If for some reason you’re able to get the same IP address on two workstations on the same network, you’ll find that the devices work intermittently. One device will work during certain times and the other device during the other. Once you identify the two devices that have the IP address conflict and you’re able to resolve that, you can reboot or reset the NIC in one of the devices to restart the DHCP process.
Another networking problem that can be very difficult to troubleshoot is the network is slow. This might be because the infrastructure devices themselves are overwhelmed. If you have an older router or an older switch and it’s not able to handle the load, then you’ll certainly have some slowdowns in performance.
Another quick check when your network is performing slowly is to check the speed and the duplex of your local interface. You may find that you’re running at 100 megabits instead of gigabit. Or you may be set to half duplex instead of full duplex.
You also don’t want to discount any physical level problems. You may have a bad network interface card or a bad cable. And sometimes it’s malware that causes these slowdown problems in our operating systems and our networks.
Wireless networks can be even more difficult to troubleshoot because there are more things that can go wrong. For example, you could have interference from a third-party device that is using the same frequencies that we are using on our wireless network. You might also run into issues with signal strength. You want to be able to look at the transmitting signal from your access points, look at the transmitting antenna, and look at how the receiving antenna is being used on your local workstation.
You also want to make sure that you’re on the same channel as your access point. The access point is usually setting this channel information automatically. And the workstations are matching the access point. But if you’re setting those channels manually on your workstation, you want to be sure they’re matching the same channel that’s on the access point.
Our wireless signals tend to bounce off objects that are around us. And older access points may not be able to handle this multi-path interference when it’s received at the access point. You might also want to see where the access point is physically located. This might be an opportunity to move the access point closer to the users to improve overall performance.

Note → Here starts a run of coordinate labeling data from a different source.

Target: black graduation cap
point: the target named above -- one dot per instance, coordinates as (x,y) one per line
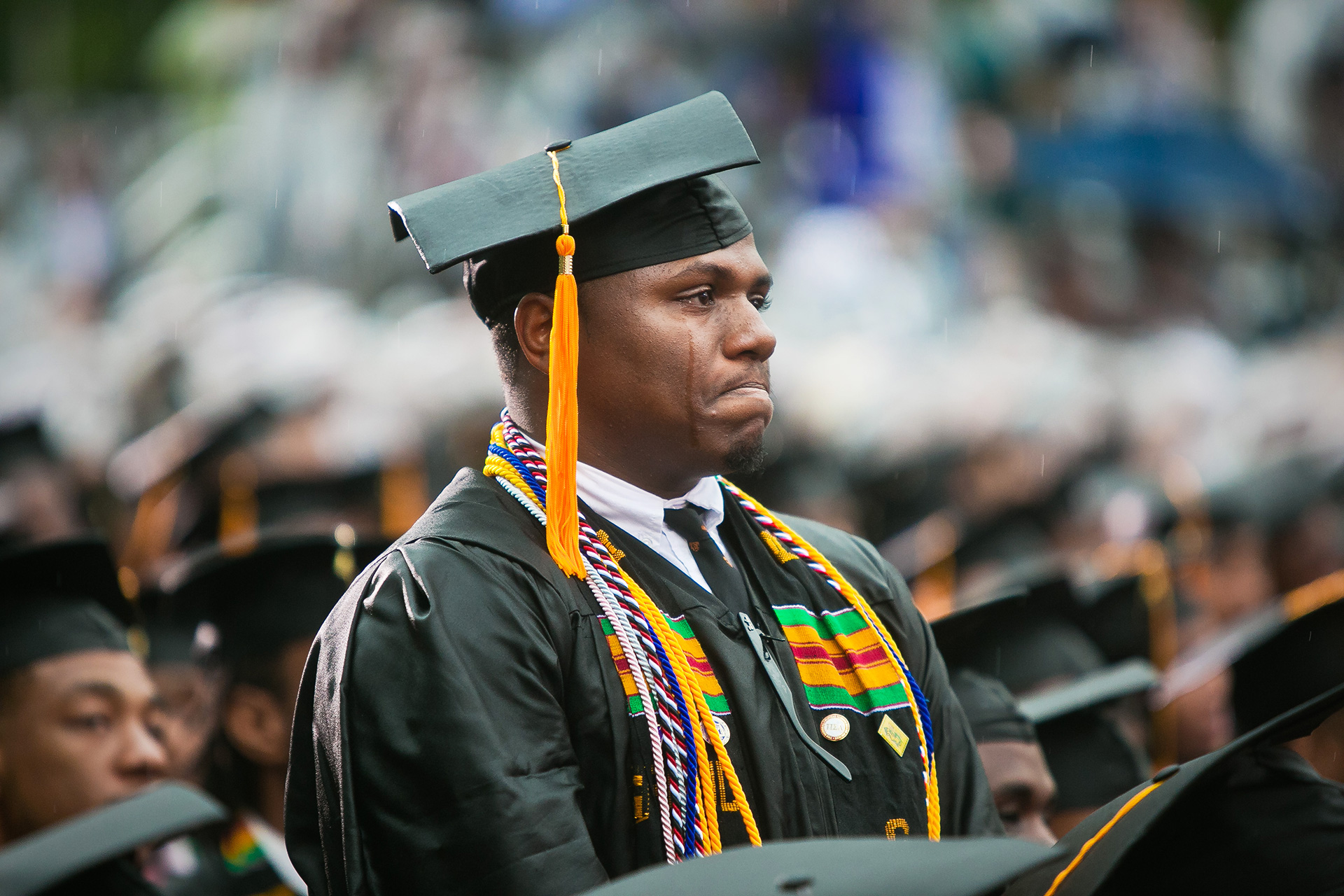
(20,440)
(992,713)
(1241,820)
(59,852)
(178,630)
(1301,660)
(844,867)
(1034,636)
(640,194)
(1281,654)
(1023,634)
(277,592)
(57,598)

Getting the best possible wireless signal can be a challenge in any environment. There are a number of devices that can create wireless signal interference, such as fluorescent lights, microwave ovens, cordless telephones, and high power sources such as transformers and generators. We also have the challenge of the unpredictable interference, such as third parties in a multi-tenant building.
Some of the troubleshooting tools you may want to use will be able to show you signal strength. You can sometimes see this in Performance Monitor in Windows. Or you might want to use a third-party tool to be able to map this information over an extended period of time.
If you bring up a list of all of the wireless networks in your area, you may find that your particular network is not appearing. There may be a couple of reasons why that might be happening. One of those reasons might be that your access point is too far away. You can see all of the local access points. But the signal from your access point is not making it to your workstation.
Or you may have configured your access point to intentionally not show itself in this list of access points. This is called a disabling of SSID advertisements. And if you’ve disabled those advertisements, they will never appear in that list of available networks.
Your wireless network is still available, of course. But you’ll have to manually configure your system to be able to connect to it. It’s not going to appear in a list of available wireless networks. But you’ll still be able to type in the SSID manually and connect to your wireless network.